The other night while I was enjoying the outdoor fire, the stars, the trees, and the silence, I began to wonder about my writing and why it can come off as so pedantic, though I have a pretty good sense of humor (really!). I think my humor is more objectively contextual—I work off of the environment and others more than I do my own thinking. In any case, I was thinking about Renewal, this book I self-published more than six years ago. I wrote it as an exorcism of sorts when my mother passed away and I was forced to break-up with the last woman I had a chance of really getting together with. There wasn’t much funny about the circumstances, though there were some funny issues with the funk I was in, so the book was pretty devoid of humor.
In the spirit of needing some change and trying to flow with the waves presently around me, I thought I should re-write Renewal by adding sarcastic comments—sort of adopting the opposite approach. I’d have to have a pen name to attack this Gibbs fellow, though nothing but corn comes through yet.
Heck what I’ve been writing since—this blog, which is now about 340 pages and was to be the second book entitled Resolutions—could also be much improved by having an alter-ego make sarcastic comments about the pedantic style.
I like my serious side, but I also like my irrelevant side (not to infer that my serious side is relevant). I think it is easier for me to be irrelevant in public than in writing. In public one can self-correct if a caustic comment flops. In writing, I have no idea who is actually reading this stuff much less how it’s being taken, so I have little way to self-correct. The best thing may be to just make fun of myself.
On the other hand, maybe I’m limited in my scope because of my education—yeah, that’s it. I’ve noticed all the so-called rigor of logical and researched threads can have a dampening effect on humor. The rigor is of course necessary, but it is not sufficient—discipline is not more important than freedom, though discipline is a necessary component of freedom.
Maybe I’ll loosen up when and if I retire. I notice I have to stop myself in class a lot or it’s over the cliff I go. That’s fine if one is a comedian, but what is appropriately running off a cliff in comedy can be utterly inappropriate in the classroom. I can tell you I like both, but I’m more confined in the classroom than I’m comfortable with.

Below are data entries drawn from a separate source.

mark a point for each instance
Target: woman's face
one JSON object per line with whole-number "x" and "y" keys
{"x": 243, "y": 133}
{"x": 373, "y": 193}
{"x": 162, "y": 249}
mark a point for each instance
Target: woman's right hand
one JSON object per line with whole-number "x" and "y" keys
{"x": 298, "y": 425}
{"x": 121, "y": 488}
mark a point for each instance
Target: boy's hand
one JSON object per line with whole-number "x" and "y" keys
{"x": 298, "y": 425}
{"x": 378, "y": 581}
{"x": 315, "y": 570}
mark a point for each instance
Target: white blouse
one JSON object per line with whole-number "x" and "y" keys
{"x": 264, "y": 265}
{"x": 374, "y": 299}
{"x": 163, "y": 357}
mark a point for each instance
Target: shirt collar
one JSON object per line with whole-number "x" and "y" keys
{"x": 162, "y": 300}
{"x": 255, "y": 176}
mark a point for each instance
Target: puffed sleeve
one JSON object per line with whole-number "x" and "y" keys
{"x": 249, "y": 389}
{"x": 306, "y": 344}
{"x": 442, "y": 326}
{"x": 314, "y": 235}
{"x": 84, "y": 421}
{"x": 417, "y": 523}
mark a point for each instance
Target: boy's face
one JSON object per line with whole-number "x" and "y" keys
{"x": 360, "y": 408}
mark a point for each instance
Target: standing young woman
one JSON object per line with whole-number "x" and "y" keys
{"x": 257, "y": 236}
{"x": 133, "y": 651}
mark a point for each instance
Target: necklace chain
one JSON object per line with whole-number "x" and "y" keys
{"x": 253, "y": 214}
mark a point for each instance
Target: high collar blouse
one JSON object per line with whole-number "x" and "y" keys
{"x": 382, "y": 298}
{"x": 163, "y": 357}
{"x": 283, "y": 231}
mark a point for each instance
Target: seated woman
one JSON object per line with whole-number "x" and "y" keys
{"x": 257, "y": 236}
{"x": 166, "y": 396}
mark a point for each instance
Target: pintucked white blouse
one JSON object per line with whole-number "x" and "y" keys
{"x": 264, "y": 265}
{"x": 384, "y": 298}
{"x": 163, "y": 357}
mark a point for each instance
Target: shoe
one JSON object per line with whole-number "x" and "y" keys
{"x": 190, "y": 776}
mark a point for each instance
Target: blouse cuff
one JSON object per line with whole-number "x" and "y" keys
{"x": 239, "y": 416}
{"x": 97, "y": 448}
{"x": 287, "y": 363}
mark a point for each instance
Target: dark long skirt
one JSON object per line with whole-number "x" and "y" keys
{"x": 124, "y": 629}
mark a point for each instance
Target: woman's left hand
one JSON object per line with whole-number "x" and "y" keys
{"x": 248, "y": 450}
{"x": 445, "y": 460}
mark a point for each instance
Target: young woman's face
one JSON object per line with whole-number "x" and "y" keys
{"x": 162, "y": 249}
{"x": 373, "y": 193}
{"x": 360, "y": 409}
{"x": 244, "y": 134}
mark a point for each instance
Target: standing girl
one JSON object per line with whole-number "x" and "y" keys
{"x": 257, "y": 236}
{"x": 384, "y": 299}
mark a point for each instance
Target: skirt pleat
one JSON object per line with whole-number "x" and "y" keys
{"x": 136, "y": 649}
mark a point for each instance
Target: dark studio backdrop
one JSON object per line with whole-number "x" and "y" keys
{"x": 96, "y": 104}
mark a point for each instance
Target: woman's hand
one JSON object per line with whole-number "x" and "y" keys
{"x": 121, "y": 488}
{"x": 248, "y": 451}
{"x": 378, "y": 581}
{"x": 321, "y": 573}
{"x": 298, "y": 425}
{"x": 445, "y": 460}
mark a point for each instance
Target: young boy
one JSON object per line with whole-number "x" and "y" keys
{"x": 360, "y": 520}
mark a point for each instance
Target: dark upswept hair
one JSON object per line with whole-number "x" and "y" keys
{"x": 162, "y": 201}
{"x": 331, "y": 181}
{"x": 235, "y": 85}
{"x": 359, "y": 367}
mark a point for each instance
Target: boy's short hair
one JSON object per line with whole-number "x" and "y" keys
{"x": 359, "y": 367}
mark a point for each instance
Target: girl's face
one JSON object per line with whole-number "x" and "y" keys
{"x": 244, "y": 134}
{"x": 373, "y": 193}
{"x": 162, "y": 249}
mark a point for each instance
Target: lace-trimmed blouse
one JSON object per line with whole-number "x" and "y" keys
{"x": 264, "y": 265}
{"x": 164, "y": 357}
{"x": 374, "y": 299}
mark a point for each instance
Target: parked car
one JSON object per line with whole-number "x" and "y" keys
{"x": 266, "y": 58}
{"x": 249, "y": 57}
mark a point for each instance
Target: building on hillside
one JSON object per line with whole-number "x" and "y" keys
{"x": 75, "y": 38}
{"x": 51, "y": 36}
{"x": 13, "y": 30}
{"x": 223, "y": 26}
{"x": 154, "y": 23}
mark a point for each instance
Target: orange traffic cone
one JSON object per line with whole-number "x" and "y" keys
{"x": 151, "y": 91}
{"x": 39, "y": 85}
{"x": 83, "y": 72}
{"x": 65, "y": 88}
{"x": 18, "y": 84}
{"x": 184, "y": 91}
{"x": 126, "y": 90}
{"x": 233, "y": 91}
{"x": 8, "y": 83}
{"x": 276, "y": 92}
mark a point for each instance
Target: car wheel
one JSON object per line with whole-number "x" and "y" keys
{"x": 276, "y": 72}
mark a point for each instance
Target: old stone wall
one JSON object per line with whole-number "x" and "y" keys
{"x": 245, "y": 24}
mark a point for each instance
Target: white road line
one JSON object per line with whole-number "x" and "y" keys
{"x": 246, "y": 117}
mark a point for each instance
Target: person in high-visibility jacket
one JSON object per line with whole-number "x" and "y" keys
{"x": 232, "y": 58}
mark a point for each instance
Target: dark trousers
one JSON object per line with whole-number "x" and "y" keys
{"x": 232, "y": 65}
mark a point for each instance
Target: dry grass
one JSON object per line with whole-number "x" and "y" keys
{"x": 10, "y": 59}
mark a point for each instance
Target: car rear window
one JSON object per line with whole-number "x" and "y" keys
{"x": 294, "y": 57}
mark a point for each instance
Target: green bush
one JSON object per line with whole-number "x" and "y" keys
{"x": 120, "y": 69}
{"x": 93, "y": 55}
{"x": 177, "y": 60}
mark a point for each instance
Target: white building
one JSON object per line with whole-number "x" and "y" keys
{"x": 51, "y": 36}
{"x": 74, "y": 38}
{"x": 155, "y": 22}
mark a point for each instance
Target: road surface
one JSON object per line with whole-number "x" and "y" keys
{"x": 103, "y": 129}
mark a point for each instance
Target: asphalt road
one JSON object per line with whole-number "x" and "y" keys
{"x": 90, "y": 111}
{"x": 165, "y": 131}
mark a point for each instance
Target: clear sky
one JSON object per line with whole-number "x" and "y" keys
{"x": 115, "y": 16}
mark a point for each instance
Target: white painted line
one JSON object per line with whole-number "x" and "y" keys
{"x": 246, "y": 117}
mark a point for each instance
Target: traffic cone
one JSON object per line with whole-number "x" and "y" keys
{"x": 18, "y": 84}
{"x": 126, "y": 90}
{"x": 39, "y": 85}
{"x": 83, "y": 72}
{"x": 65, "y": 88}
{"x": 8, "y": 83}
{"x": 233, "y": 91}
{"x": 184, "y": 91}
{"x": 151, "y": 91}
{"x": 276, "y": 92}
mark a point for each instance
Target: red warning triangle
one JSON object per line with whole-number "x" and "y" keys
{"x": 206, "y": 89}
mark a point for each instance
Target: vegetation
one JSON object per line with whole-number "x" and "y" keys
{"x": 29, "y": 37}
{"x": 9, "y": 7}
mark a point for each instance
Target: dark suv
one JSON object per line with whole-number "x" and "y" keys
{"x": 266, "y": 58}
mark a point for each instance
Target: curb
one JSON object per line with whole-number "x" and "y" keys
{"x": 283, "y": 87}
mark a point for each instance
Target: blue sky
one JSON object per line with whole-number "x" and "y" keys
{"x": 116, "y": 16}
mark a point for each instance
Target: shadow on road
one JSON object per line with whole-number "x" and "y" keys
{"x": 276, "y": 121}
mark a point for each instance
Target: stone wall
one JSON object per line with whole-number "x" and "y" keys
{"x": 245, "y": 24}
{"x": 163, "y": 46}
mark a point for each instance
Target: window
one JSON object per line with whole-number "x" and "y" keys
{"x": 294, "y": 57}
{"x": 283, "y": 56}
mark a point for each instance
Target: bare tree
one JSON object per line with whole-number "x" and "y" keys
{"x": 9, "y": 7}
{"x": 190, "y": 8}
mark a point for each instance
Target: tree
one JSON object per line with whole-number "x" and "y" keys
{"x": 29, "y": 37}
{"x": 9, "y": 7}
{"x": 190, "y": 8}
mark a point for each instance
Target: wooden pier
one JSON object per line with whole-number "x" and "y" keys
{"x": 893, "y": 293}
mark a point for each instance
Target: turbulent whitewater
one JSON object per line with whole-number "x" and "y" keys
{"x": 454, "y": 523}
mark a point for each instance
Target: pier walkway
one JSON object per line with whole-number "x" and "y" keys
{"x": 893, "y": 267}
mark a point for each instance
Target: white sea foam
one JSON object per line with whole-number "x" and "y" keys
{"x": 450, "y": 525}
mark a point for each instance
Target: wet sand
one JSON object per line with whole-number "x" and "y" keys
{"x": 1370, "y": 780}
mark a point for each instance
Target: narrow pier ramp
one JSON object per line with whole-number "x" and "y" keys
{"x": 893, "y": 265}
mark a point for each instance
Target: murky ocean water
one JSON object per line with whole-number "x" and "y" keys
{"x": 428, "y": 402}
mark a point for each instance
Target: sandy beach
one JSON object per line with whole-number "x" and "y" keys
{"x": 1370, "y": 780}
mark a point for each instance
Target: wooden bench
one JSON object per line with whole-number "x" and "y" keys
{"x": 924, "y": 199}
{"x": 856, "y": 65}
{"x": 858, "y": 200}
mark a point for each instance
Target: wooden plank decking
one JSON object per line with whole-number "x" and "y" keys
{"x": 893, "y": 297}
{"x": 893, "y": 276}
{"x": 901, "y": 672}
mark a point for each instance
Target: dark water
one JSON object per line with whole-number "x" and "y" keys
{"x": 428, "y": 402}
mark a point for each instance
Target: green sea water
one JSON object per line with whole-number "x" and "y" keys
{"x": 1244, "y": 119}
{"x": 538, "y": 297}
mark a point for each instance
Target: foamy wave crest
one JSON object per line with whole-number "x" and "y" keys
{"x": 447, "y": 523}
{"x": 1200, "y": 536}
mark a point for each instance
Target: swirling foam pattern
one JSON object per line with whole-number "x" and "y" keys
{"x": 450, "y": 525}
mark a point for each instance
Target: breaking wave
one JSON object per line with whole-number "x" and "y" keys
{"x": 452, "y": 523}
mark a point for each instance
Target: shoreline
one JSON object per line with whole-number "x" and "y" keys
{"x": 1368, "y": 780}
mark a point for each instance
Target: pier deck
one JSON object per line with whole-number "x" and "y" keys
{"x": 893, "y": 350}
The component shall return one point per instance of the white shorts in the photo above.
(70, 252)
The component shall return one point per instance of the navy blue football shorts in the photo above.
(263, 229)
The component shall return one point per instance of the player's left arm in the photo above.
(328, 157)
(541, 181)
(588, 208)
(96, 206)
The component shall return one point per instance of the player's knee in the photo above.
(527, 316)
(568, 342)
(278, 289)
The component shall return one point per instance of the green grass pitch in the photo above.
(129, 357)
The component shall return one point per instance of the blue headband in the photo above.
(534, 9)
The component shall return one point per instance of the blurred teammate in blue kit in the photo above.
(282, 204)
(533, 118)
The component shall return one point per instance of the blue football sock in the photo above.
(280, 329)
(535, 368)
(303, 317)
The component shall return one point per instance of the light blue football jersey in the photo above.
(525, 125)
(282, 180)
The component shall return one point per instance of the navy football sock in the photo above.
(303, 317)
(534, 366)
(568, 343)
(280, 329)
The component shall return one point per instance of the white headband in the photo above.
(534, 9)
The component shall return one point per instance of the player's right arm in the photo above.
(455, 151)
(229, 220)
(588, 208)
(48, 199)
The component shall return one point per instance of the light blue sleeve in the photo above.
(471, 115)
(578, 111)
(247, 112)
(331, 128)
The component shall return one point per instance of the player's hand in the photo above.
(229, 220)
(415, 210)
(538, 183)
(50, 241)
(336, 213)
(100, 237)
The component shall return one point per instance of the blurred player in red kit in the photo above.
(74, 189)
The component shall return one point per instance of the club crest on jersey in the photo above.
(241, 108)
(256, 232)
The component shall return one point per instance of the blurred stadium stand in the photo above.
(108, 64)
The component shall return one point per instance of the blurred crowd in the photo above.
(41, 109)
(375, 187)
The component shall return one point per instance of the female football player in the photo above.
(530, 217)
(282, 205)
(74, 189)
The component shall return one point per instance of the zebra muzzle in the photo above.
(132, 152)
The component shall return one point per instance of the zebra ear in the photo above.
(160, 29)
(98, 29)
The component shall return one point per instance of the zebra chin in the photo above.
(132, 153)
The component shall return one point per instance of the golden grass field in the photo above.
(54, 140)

Another issue about my writing is the reflection of my internal dialogue. One of the complaints I have received about my style is all of the parenthetical notations (especially in the book—or right now). In speaking I also have a lot of parenthetical notations. My mind seems to work in constant editing mode. That method frees me to speak publicly because it allows me to self-correct. But I think I still need some practice on having the thoughts and feelings come out succinctly in the first place. In writing, I struggle with trying to put into words what I want to convey, but I have only myself to argue with. In any case, despite all of the needed practice, I write for myself as a way to force clarity. I practice talking to myself for the same reasons. Maybe that’s simply an excuse for releasing pent-up energy or maybe it’s just another reason for practicing the art, science, and psychology of language and communication.
I can tell you this: Finding the right words to reflect the right emotions/cognitions is in me like a rooted being leaning towards the light (I’m not saying I lean well). But we don’t need to have only one way of relating to all that is around us—that’s a bit compulsive. The light creates shadows and makes the dark relent, which in turn makes the light relent. As I appreciate the contrasts, so I guess I’ll have to find my other voice in writing, the one that is caustic, sarcastic, curmudgeonly, mischievous (I’m so not buying into just the negative definition of mischief—take that Webster, et al.!). And maybe in speaking I can let my voice be a bit more serious. Just a bit.